Ranking Problem#
The ranking problem is a type of supervised or semi-supervised learning problem where the goal is to predict the relative order of a set of items. It is commonly used in search engines, recommender systems, and other applications where the order of the response is vital. Ranking models usually try to predict a relevance score and sorting is made based on these scores. Strictly speaking, \(s = f(x)\), \(s\) - stands for ranking model and for each input \(x = (q, d)\) where \(q\) is a query and \(d\) is a document we predict relevance scores
Depending on the context and business needs, the prediction of the relevance score can be considered as:
Binary classification- whether the user will click on the recommended movie;Regression- prediction of watch time by a user for the particularly recommended movie;Learning-to-rank
Considering that the first two tasks are quite widespread, here we will focus in learning-to-rank class of models. So, why do we have a distinct class of learning-to-rank models while it is still? The main difference between learning to rank and classification/regression models is that classification/regression models predict a label or value for a single input while learning to rank models predict a ranking for a list of inputs. You have a list of items and you can make pair comparisons within this set and decide the order within that set. In the case of regression/classification, you will not be able to do that.

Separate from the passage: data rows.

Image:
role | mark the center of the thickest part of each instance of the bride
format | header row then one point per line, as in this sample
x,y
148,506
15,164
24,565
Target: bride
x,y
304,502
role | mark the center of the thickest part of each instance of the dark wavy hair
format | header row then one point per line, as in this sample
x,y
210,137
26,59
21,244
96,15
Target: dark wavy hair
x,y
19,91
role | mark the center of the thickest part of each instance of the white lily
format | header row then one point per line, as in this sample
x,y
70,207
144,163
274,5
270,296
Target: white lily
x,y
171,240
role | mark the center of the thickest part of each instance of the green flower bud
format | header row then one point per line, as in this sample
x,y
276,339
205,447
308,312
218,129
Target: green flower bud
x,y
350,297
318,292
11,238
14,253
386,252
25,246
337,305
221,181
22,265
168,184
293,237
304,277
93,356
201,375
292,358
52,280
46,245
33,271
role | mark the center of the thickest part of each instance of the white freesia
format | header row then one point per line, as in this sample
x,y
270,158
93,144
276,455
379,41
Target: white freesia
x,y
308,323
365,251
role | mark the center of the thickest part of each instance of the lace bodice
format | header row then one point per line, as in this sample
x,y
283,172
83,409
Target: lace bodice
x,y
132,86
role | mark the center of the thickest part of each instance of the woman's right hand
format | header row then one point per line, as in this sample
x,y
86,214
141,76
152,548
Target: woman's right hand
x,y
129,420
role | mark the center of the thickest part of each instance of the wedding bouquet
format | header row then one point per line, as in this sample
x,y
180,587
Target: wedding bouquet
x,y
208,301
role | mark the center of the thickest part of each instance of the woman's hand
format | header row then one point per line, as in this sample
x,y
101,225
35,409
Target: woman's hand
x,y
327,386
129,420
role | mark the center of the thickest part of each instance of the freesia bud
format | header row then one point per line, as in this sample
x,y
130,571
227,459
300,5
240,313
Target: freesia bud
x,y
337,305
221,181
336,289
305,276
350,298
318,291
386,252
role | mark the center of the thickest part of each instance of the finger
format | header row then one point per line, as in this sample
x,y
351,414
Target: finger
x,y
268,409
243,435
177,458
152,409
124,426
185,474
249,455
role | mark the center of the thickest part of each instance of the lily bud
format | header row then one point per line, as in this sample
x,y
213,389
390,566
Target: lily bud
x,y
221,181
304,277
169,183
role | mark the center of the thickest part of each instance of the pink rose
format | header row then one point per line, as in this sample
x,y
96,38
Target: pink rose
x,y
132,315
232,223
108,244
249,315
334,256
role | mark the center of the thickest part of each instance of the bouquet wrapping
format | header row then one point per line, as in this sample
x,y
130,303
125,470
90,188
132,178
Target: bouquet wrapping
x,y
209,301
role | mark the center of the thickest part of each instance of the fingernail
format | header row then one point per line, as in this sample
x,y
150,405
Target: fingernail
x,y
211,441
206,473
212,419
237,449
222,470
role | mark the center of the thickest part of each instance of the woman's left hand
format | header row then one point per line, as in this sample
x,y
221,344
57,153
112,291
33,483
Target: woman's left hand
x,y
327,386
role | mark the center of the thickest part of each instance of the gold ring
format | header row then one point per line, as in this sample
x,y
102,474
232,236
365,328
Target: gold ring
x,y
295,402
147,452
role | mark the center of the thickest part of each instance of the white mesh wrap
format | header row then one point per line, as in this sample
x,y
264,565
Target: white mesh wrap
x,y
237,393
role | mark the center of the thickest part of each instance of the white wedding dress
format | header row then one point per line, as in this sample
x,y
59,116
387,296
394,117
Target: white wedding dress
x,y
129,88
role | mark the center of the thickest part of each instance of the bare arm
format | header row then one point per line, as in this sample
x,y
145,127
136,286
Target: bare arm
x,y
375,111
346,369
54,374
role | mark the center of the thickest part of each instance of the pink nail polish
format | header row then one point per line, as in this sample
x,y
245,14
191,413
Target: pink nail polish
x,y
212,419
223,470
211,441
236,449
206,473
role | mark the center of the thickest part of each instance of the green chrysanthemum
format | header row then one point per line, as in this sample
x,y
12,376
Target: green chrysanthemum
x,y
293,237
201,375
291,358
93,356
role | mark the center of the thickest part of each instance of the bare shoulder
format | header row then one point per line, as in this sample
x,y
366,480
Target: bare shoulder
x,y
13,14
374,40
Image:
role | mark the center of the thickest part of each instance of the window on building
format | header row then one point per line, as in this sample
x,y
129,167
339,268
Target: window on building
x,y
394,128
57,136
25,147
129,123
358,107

Training learnig-to-rank models#
In the learning-to-rank pipeline there are three approaches to training the model:
Pointwise: basically, it takes a single item from a list and computes loss using only its information. It resembles the same as if a classifier/regressor is trained; Some examples: cosine distance between embeddings, logistic regression based on some features with binary relevance target etc, BM25 (it is an “advanced” version of tf-idf).Pairwise: in this approach, a pair of documents is used to minimize the loss. The idea is to minimize the number of swaps in the final ordered list. Some of the most popular methods are RankNet, LambdaRank, and LambdaMART;
In this approach, there are three main methods to train the model - RankNet, LambdaRank & LambdaMART:
RankNet
This cost function tries to minimize the number of swaps in the final ordered list. Originally, it was developed for optimization parameters in neural nets, but in general the underlying model can be set to any. The formula:
\(P_{ij} \equiv P(U_{i}>U_{j}) \equiv \frac{1}{1 + \exp^{-\sigma(s_{i} - s{j})}}\)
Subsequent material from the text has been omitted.